GP Stage 3 Simulated Consultation - Relative 5
You are an SHO on an acute medical ward and Mrs Smith would like to speak to you about Mr Smith’s care. Mr Smith is due to be discharged later today after successful treatment for a lower respiratory tract infection.
You are Mrs Smith, wife of Mr Smith. Mr Smith has been admitted to hospital for treatment of a chest infection 12 days ago, and is due to be discharged home today. You are not happy that Mr Smith is being discharged and feel that the ‘NHS is cutting corners as always’ to ‘save money’ and ultimately, Mr Smith will be re-admitted a few days later, as has happened previously. You strongly feel that one further day of hospital admission would help significantly.
The multiple hospital admissions is straining your relationship with your husband, as well as placing financial strain on you at home. If further probed, in order to meet the financial demands of your rent and expenses, you have been renting out your spare room at home on an online website and do not want Mr Smith to find out about this. You now have a regular tenant who you have developed a good personal relationship with and would feel bad evicting him without any notice. However, you feel that if Mr Smith were to remain one more day in hospital this would help to alleviate all of these concerns.
You are disappointed in yourself for the measures that you have taken, and would like guarantees from the doctor that this information will not be shared with Mr Smith. Overall, your mood is generally low and you are drinking half to one bottle of wine per day. You are not on any regular medication and are otherwise healthy. You have three jobs working as a receptionist, secretary and occasionally in the local supermarket on weekends. In addition to Mr Smith being allowed to stay one additional night, you would also like some longer term assistance in relation to your finances, and are unsure as to who can offer this support.
What should be a simple discharge discussion becomes far more complicated.
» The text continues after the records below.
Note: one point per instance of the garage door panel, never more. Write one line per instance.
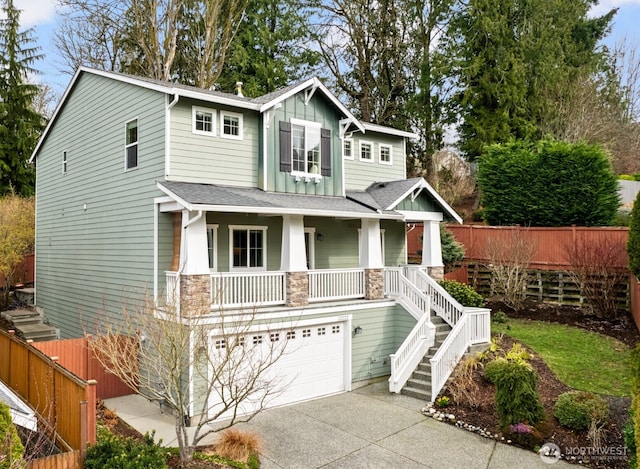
(311, 366)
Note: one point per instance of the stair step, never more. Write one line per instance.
(416, 393)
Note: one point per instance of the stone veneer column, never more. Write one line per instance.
(436, 273)
(297, 284)
(195, 294)
(374, 284)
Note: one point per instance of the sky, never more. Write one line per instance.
(43, 17)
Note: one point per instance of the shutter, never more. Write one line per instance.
(325, 152)
(285, 146)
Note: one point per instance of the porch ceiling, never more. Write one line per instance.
(215, 198)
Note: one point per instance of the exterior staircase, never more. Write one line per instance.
(28, 322)
(419, 384)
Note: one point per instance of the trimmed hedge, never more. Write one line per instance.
(548, 183)
(463, 294)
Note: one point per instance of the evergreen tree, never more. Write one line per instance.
(517, 57)
(20, 124)
(270, 50)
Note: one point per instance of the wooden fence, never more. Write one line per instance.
(76, 356)
(64, 403)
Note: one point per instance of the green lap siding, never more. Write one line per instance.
(94, 242)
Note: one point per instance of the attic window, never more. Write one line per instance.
(204, 121)
(305, 149)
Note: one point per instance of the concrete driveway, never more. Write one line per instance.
(365, 428)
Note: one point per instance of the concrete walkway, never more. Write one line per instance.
(366, 428)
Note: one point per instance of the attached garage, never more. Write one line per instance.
(316, 361)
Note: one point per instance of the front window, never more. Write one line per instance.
(305, 146)
(231, 125)
(131, 145)
(204, 121)
(366, 151)
(248, 248)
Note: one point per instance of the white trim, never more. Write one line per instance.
(371, 146)
(270, 211)
(388, 130)
(239, 116)
(411, 215)
(311, 231)
(216, 242)
(213, 112)
(390, 147)
(65, 161)
(352, 148)
(264, 247)
(129, 145)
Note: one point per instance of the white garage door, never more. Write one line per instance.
(312, 365)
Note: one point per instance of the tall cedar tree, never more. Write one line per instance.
(20, 124)
(517, 57)
(270, 50)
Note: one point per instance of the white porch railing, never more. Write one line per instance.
(474, 327)
(406, 359)
(338, 284)
(248, 289)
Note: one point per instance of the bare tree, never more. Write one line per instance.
(509, 260)
(599, 267)
(228, 364)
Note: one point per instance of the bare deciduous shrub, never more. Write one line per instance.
(509, 260)
(598, 266)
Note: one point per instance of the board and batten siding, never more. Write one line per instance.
(94, 224)
(319, 110)
(211, 159)
(361, 174)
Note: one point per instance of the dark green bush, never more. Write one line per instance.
(577, 409)
(463, 294)
(11, 449)
(452, 250)
(112, 452)
(517, 399)
(548, 183)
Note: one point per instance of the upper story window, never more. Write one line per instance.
(385, 153)
(231, 125)
(305, 149)
(204, 121)
(131, 145)
(366, 151)
(347, 149)
(248, 247)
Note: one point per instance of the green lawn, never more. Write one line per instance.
(581, 359)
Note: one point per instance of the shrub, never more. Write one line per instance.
(547, 183)
(517, 399)
(463, 294)
(11, 449)
(112, 452)
(579, 409)
(238, 445)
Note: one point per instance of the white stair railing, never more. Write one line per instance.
(411, 352)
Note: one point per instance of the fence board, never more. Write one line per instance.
(76, 356)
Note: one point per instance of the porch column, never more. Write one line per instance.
(293, 260)
(432, 249)
(371, 259)
(195, 278)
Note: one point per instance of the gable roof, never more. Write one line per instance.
(387, 195)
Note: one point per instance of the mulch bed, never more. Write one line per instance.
(485, 415)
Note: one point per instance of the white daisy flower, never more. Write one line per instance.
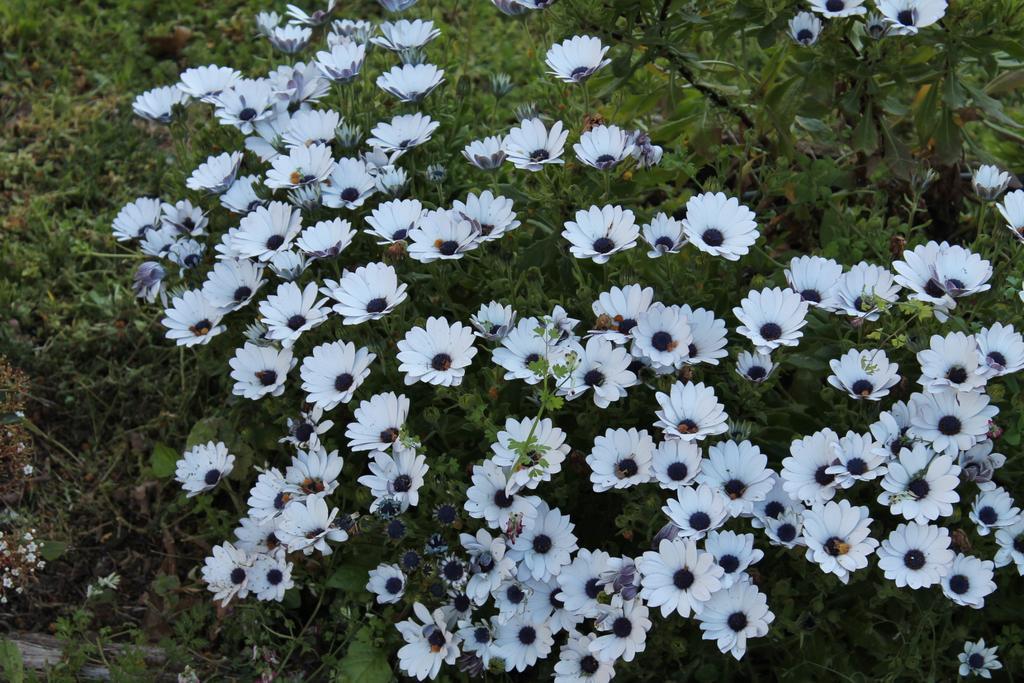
(241, 198)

The initial challenge is appeasing an upset relative and accepting that there is a risk of readmission although equally, a prolonged hospital admission has risks of hospital acquired infections. Additional sensitive probing is required in order to ascertain additional concerns regarding home circumstances, which will not be disclosed to doctors who lack empathy and understanding. Failure to obtain this information will limit one’s ability to score highly on this station.
With regards to extending Mr Smith’s admission this is clearly a complex decision which has wider implications, and many doctors may choose to defer this decision to a subsequent meeting involving a senior medical and nursing colleague later that day. The final issue relates to Mrs Smith’s personal welfare and mental health; requesting or arranging for Mrs Smith to see her GP to explore this further would represent an appropriate solution.